If you want to buy a successful high technology company, and see it acquired, establish it in Vancouver. Teradici was the latest in a long line of successful Vancouver-based companies to be acquired on Tuesday, with the announcement that HP Inc. has signed a definitive agreement to acquire Teradici. The purchase price was not announced.

Teradici started out as a hardware company, as the inventor and provider of the PCoIP [PC over IP] protocol. That is still an important part of their business. However, as the market evolved, they moved to virtualization, and then to multi-cloud solutions, where they broker across multi-cloud environments.

What HP is specifically interested in is Teradici CAS [Cloud Access Software], remote computing software which leverages their PCoIP protocol to provide a strong remote desktop experience with color-accurate and distortion-free graphics, even for high frame rate 4K/UHD graphics workloads. CAS won Teradici an Engineering Emmy in 2020.

“Teradici’s cutting-edge technology has long been at the forefront of secure, high-performance virtual computing,” said Alex Cho, president, Personal Systems, HP Inc. “Their world-class talent, industry-leading IP, and strong integrations with all major public cloud providers will expand our addressable market, and meet growing customer needs for more mobile, flexible, and secure computing solutions.”

HP’s formal press release was somewhat shy on exactly how it plans to integrate Teradici, beyond combining it with their own ZCentral Remote Boost software to create a strengthened product. However, ChannelBuzz followed up with HP to get specifics on what they intend, bearing in mind that nothing happens until the deal closes, which is expected to be in calendar Q4.

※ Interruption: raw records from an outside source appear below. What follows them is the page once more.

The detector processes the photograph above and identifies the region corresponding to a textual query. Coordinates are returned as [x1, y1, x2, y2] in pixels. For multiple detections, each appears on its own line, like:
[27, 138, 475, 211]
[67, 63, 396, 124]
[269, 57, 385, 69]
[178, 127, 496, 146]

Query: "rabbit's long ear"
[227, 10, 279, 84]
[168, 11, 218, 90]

One key part of the plan is that the Teradici brand isn’t going anywhere. Current Teradici CEO David Smith will hold the title of global head and general manager of Teradici after the acquisition closes. HP also says that the plan is to integrate the talent from the Teradici team, although more details there won’t be forthcoming until the deal closes.

Teradici also has a large array of strategic partnerships with other vendors – some of whom are HP competitors – and the apparent plan here is to continue with these relationships.

“Teradici’s strong customer and partner ecosystem is part of what makes this a great fit,” said an HP spokesperson. “We will leverage the strengths of both companies to meet a wider range of customer needs, and Teradici will maintain its own brand as part of the broader HP portfolio. We’ll be able to talk more about future plans after the transaction closes.”

Similarly, HP intends to continue the rest of the Teradici portfolio.

“We see significant value in Teradici’s technical and software expertise and will look for opportunities to maximize this within HP offerings,” the spokesperson said.

The plans around the large channels of the two companies are not yet clear – these kinds of plans are seldom worked out until after the transaction is finalized – but the apparent plan is to maximize synergies in the way the two channels are brought together.

“HP’s channel is a very important part of its go-to-market and we are excited to welcome Teradici’s partners to the HP ecosystem,” the HP spokesperson said. “This acquisition further enhances HP’s and Teradici’s channel offerings. You may expect HP and Teradici to maximize the value we provide to our joint partner ecosystem. We will provide more information at deal close.”